Apri il terminale ed esegui il deployment della funzione:
firebase deploy --only functions
Una volta eseguito il deployment, genera l'SDK frontend per includere la nuova mutazione dell'AI:
firebase dataconnect:sdk:generate
Integrare AI Resolver nell'app web
Configuriamo il sistema in modo che qualsiasi scambio di 10 o più azioni attivi un avviso di ultime notizie.
Apri lib/ExchangeService.tsx. Innanzitutto, assicurati di importare generateTradeHeadline e triggerEvent nella parte superiore:
import {
buyStock,
sellStock,
generateTradeHeadline,
triggerEvent
} from "@dataconnect/generated";
Poi, scorri fino in fondo alla funzione executeBuyStock e sostituisci TODO con il blocco trigger AI subito prima della fine della funzione:
// ... (existing executeBuyStock code)
const actualImpact = Array.isArray(buyResult)
? buyResult[0].actual_impact
: estimatedImpact;
if (amount >= 10 && user) {
setTimeout(() => {
logEvent("GENERATE_HEADLINE_RESOLVER");
}, 2000);
const headlineResult = await generateTradeHeadline({
emojiSymbol: emoji.symbol,
emojiName: emoji.name,
username: user.displayName || "Anonymous Whale",
tradeAmount: amount,
tradeCost: actualCost.toFixed(2),
tradeType: "BUY",
});
await triggerEvent({
emojiId: emoji.id,
impact: actualImpact.toFixed(2),
description: `GEMINI REPORT: ${headlineResult.data?.aiHeadline}`,
now: new Date().toISOString(),
});
}
};
Fai esattamente la stessa cosa in fondo alla funzione executeSellStock:
// ... (existing executeSellStock code)
const actualImpact = Array.isArray(sellResult)

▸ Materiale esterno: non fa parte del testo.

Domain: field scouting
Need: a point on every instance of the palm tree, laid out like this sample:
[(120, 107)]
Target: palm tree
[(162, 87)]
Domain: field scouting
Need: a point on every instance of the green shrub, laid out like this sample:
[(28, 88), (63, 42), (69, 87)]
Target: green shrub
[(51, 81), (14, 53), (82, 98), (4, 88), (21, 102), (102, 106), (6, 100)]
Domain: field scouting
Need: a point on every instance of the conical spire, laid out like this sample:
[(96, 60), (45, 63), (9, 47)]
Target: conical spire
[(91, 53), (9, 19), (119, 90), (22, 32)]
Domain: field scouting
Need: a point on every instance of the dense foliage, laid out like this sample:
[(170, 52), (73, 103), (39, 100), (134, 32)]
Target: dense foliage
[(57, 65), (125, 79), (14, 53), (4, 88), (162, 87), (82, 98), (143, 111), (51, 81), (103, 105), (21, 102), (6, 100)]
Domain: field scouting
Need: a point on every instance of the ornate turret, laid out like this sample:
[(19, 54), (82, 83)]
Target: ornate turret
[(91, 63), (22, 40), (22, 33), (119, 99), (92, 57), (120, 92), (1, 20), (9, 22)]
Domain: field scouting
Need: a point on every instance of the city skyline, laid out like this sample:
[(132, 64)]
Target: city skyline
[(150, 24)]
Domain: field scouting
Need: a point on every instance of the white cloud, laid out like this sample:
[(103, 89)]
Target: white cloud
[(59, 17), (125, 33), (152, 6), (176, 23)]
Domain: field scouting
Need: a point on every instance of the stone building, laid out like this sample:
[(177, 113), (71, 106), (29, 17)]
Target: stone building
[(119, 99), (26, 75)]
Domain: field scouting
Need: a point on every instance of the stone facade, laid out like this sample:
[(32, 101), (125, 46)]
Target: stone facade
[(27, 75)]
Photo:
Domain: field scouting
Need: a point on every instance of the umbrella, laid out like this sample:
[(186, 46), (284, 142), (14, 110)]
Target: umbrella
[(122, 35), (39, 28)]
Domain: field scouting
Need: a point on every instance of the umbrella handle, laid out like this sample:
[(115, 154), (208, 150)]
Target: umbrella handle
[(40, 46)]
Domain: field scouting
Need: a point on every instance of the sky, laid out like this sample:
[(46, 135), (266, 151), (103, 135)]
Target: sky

? sellResult[0].actual_impact
: estimatedImpact;
if (amount >= 10 && user) {
const headlineResult = await generateTradeHeadline({
emojiSymbol: emoji.symbol,
emojiName: emoji.name,
username: user.displayName || "Anonymous Whale",
tradeAmount: amount,
tradeCost: actualRevenue.toFixed(2),
tradeType: "SELL",
});
await triggerEvent({
emojiId: emoji.id,
impact: actualImpact.toFixed(2),
description: `GEMINI REPORT: ${headlineResult.data?.aiHeadline}`,
now: new Date().toISOString(),
});
}
};
Guarda come funziona
- Ricarica l'app web.
- Assicurati di aver eseguito l'accesso e di avere valuta sufficiente.
- Seleziona un'emoji e acquista 10 o più condivisioni contemporaneamente.
- Guarda il ticker del mercato globale sul lato destro della dashboard. Dopo pochi secondi, vedrai un titolo di notizie satiriche personalizzato creato da Gemini.